GPU Idle: Maximize VRAM for Machine Learning

GPU Idle: Maximize VRAM for Machine Learning | Generated by AI

Home 2026.05

The GPU is essentially idle right now. Here’s the snapshot:

RTX 4070  |  VRAM: 168 MiB / 12,282 MiB (1.4%)
GPU Util: 0%  |  Memory Util: 0%  |  Temp: 43°C  |  Power: 10W / 215W
System RAM: 5.0 GiB used / 62 GiB total

Only Xorg (105 MiB) and gnome-shell (11 MiB) are on the GPU. The 12 GB VRAM is your primary bottleneck for ML. Here’s how to squeeze the most out of it:

1. QLoRA — Your Default for Fine-Tuning

At 12 GB, you can’t do full fine-tuning on 7B+ models. QLoRA (4-bit base + LoRA adapters) gets you there:

from transformers import BitsAndBytesConfig
from peft import LoraConfig

bnb_config = BitsAndBytesConfig(
    load_in_4bit=True,
    bnb_4bit_quant_type="nf4",
    bnb_4bit_compute_dtype=torch.bfloat16,
    bnb_4bit_use_double_quant=True,
)

lora_config = LoraConfig(
    r=16,           # rank — 8-64, 16 is a good default
    lora_alpha=32,  # scaling — typically 2x rank
    target_modules=["q_proj", "k_proj", "v_proj", "o_proj",
                    "gate_proj", "up_proj", "down_proj"],
    lora_dropout=0.05,
)

This puts a 7B model at ~4-5 GB VRAM, leaving room for gradients and activations.

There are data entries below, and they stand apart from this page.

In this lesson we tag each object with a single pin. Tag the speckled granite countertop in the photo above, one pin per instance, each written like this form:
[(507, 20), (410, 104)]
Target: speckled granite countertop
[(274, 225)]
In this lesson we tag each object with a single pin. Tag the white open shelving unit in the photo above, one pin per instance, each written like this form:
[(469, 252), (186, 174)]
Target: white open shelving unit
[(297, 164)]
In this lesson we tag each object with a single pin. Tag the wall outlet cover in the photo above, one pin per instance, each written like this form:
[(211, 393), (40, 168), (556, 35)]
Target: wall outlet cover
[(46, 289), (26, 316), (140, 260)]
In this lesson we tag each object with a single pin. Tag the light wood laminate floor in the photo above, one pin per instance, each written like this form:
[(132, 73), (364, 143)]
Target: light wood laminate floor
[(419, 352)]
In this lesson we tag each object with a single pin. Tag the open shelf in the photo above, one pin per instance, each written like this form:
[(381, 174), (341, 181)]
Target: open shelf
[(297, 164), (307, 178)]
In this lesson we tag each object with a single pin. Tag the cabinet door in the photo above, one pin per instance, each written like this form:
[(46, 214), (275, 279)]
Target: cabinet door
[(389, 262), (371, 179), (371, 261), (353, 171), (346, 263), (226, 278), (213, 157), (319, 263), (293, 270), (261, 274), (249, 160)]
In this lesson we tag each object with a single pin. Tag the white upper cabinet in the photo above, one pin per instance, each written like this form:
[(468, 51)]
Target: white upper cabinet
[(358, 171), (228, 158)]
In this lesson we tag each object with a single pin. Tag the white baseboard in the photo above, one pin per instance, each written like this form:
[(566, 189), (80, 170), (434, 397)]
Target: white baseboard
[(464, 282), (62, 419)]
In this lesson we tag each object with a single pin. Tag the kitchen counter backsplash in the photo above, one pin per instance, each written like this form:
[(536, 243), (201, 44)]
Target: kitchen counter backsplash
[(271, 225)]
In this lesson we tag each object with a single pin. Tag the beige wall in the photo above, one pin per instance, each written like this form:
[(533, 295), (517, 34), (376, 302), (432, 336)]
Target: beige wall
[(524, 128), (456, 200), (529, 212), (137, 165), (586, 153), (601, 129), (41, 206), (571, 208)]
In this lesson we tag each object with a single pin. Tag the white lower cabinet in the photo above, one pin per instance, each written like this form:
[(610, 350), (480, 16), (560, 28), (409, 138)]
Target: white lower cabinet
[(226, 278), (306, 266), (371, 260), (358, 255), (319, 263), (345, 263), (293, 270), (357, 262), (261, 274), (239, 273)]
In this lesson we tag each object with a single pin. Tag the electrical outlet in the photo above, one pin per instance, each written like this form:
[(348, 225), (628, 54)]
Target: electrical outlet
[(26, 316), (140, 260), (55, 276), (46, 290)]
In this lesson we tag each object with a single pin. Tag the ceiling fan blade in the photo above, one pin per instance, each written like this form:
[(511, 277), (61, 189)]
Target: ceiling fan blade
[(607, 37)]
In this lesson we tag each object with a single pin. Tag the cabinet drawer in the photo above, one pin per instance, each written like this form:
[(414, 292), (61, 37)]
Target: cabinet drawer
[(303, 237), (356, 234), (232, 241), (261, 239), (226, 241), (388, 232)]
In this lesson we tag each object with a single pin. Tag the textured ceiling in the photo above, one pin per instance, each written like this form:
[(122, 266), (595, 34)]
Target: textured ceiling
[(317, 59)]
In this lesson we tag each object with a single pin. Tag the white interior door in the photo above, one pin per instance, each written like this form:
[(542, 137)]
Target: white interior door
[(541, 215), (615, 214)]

2. Flash Attention 2 — Free VRAM

Saves 30-50% of attention memory with zero accuracy loss:

pip install flash-attn --no-build-isolation

model = AutoModelForCausalLM.from_pretrained(
    "meta-llama/Llama-3-8B",
    attn_implementation="flash_attention_2",
    torch_dtype=torch.bfloat16,
)

3. Gradient Checkpointing — Trade Compute for Memory

Recomputes activations during backward pass instead of storing them:

model.gradient_checkpointing_enable()
# With Unsloth:
model.gradient_checkpointing_enable({"use_reentrant": False})

Saves ~40-60% activation memory, 15-20% throughput penalty.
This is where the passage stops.